Она собиралась уйти минут через десять после Майкла, как кто-то грубо схватил ее за плечо.
— Ровена, — хрипло сказал Джо.
Она посмотрела на певца, потного и изможденного.
Он протянул ей руку.
— Спасибо, — сказал он, — за все.
— О Джо, — Ровена сжала его руку, на глаза навернулись слезы.
В ту ночь Майкл был нежным и ласковым.
— Я люблю тебя, — потом сказала Ровена. И тут же пожалела.
— Перестань, Ровена. Не порть все, — сказал он, натягивая джинсы. — Ты же мне не любовница.
— А кто я? — удивилась она.
— Ты просто моя подруга, — он легкомысленно пожал плечами. — Ты мой хороший друг, с которым я еще наслаждаюсь и сексом. Что касается Дебби и меня — наши отношения в полной безопасности.
Он сказал это без тени иронии.
Топаз организовывала похороны. Слава Богу, ей было чем заняться, и это отвлекало от мыслей об одиночестве и утрате.

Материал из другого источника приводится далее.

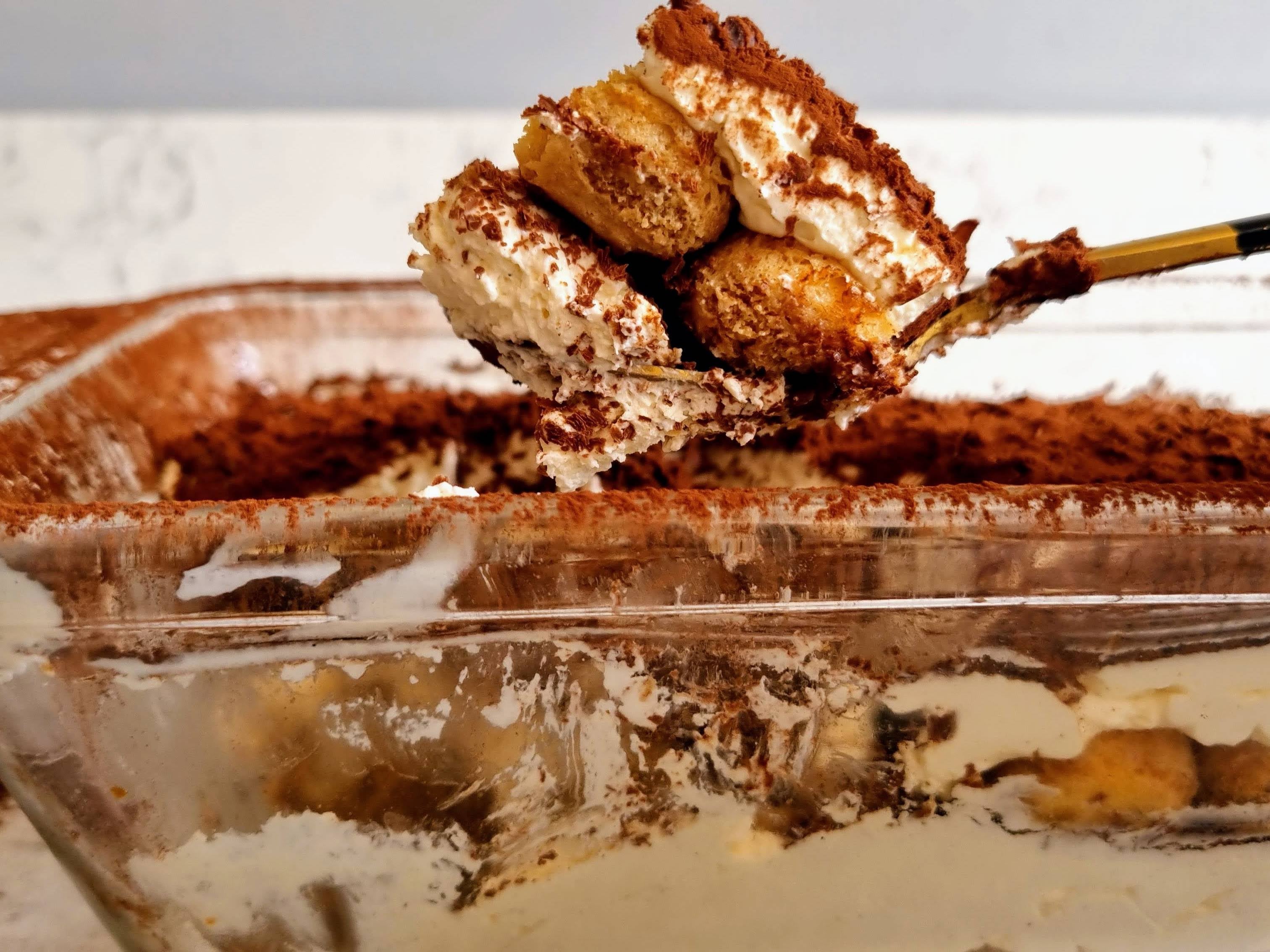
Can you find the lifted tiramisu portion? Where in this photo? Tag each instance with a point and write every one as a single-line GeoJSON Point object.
{"type": "Point", "coordinates": [802, 165]}
{"type": "Point", "coordinates": [554, 310]}
{"type": "Point", "coordinates": [802, 310]}
{"type": "Point", "coordinates": [629, 167]}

Натан умер мгновенно, сбитый пьяным водителем, когда переходил через дорогу. Он нес кофейное мороженое. Когда Топаз увидела коричневые пятна на рубашке, смешанные с грязью и кровью, она ощутила горе с такой силой, что потеряла сознание.

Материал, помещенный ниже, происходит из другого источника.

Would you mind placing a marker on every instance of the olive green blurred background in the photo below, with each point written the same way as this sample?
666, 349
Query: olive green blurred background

Служба состоялась в его любимой синагоге. Она сидела впереди в длинном черном лимузине и тупо смотрела перед собой на 5-ю авеню. Холодные тротуары и медленное движение. Натан, Натан… И синагога, и дороги были заполнены ею друзьями. Теми, кого она знала, и десятками, которых никогда не видела. Были здесь и сестра, и кузен, все плакали, все молились за упокой его души.

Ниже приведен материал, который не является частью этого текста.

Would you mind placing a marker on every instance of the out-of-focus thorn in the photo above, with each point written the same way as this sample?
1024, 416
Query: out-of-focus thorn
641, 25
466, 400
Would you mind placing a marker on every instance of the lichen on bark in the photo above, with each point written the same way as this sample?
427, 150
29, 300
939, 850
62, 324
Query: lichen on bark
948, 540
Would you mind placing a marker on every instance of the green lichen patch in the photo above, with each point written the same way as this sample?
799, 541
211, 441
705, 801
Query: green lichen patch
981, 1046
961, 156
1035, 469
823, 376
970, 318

Топаз ощущала боль, она, как большой камень, навалилась и не давала дышать, не давала плакать, почувствовать облегчение. Она любила Натана и была в безопасности и уюте рядом с ним. Ее горячее сексуальное влечение переросло в дружбу, в союз с ним, и до сих пор она по-настоящему не понимала, насколько зависела от него. Натан всех этих людей сделал своими друзьями — настоящими друзьями, плакавшими, потеряв его. У Топаз были компаньоны, приятели из офиса, они стояли рядом и искренне жалели ее, но среди них — ни одного настоящего друга. Ни единой души в мире, кому она могла бы позвонить ночью, лежа без сна, уставившись в пространство.